Verhaltensökonom Matthias Sutter

Welches Ansehen ein Unternehmen in der Öffentlichkeit besitzt, ist in Zukunft unter einem weiteren Aspekt wichtig. Auf einem arbeitnehmerfreundlichen Arbeitsmarkt entscheiden Mitarbeiter, ob sie für ein Unternehmen arbeiten möchten, das möglicherweise unethisch handelt. Daher sei es wichtig, dass Unternehmen ihre Werte wie faire Handelsketten oder Nachhaltigkeit transparent vermitteln. "Das ist von großer Bedeutung für Mitarbeiter, aber auch Kunden", sagt Matthias Sutter, "und in gewisser Weise ist das heutzutage auch ein Marketingtool." Würden diese Werte ernsthaft vertreten, sei dies ein Bonuspunkt, gerade bei jungen Menschen.
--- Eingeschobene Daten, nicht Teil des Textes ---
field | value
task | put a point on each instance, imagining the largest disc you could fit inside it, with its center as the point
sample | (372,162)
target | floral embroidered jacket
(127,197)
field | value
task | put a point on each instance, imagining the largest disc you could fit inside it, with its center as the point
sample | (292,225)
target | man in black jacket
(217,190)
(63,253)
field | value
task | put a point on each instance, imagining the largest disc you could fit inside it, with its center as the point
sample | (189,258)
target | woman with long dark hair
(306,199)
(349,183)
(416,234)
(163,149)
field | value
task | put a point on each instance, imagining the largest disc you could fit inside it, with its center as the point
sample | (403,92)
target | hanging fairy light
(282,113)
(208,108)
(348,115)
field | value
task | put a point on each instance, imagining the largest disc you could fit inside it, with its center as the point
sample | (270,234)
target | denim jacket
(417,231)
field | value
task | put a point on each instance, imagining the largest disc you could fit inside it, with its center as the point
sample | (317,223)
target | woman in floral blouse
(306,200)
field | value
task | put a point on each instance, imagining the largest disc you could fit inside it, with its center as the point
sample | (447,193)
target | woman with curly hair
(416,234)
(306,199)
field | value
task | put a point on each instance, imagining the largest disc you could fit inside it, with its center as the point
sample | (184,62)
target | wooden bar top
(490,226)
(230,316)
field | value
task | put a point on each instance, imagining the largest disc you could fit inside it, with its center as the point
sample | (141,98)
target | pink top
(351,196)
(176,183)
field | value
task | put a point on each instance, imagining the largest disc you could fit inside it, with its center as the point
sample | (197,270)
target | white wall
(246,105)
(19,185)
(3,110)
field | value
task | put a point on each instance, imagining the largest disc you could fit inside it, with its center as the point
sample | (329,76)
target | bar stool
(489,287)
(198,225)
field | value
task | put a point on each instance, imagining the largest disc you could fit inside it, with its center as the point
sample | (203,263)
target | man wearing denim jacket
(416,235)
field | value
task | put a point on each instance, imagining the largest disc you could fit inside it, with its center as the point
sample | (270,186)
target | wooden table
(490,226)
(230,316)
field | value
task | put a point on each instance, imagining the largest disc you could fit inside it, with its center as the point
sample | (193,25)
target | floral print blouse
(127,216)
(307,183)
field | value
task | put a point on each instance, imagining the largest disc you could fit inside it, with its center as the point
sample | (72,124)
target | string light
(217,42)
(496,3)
Langfristige Konsequenzen bedenken

Wer allerdings das moralisch Richtige tun will, muss auch die Folgen bedenken. In Krisensituationen, die häufig plötzlich und unerwartet auftreten, fehlt jedoch die Zeit, um besonnen und überlegt entscheiden zu können. Von Unternehmen werden dann schnelle Reaktionen gefordert von Außenstehenden, die selbst sofort ihr Urteil fällen. "Das ist ein natürlicher Reflex, aber Unternehmen müssen die Konsequenzen gründlich bedenken", warnt Matthias Sutter. Sie zahlten schließlich auch den Preis: Aufträge, Arbeitsplätze, offene Rechnungen, Material, Liquiditätsengpässe.

Über die Folgen einer weitreichenden unternehmerischen Entscheidung – wie sich aus einem Markt zurückzuziehen – dürfe man sich keine Illusionen machen. "Vielleicht muss das Unternehmen entscheiden, ob es Menschen entlässt, um auf der richtigen Seite der Geschichte zu stehen", gibt Matthias Sutter zu bedenken. Dann habe das ganz konkrete Folgen für die Mitarbeiter vor Ort. Inwiefern – wie im aktuellen Fall – ein Unternehmen einen Krieg unterstütze, wenn es ein Produkt in das Land eines Aggressors liefere: Dieser Diskussion müsse man sich überhaupt erst einmal stellen, sagt Dominik Enste. Denn Wohlstand und Moral könnten trotz allem durchaus Hand in Hand gehen.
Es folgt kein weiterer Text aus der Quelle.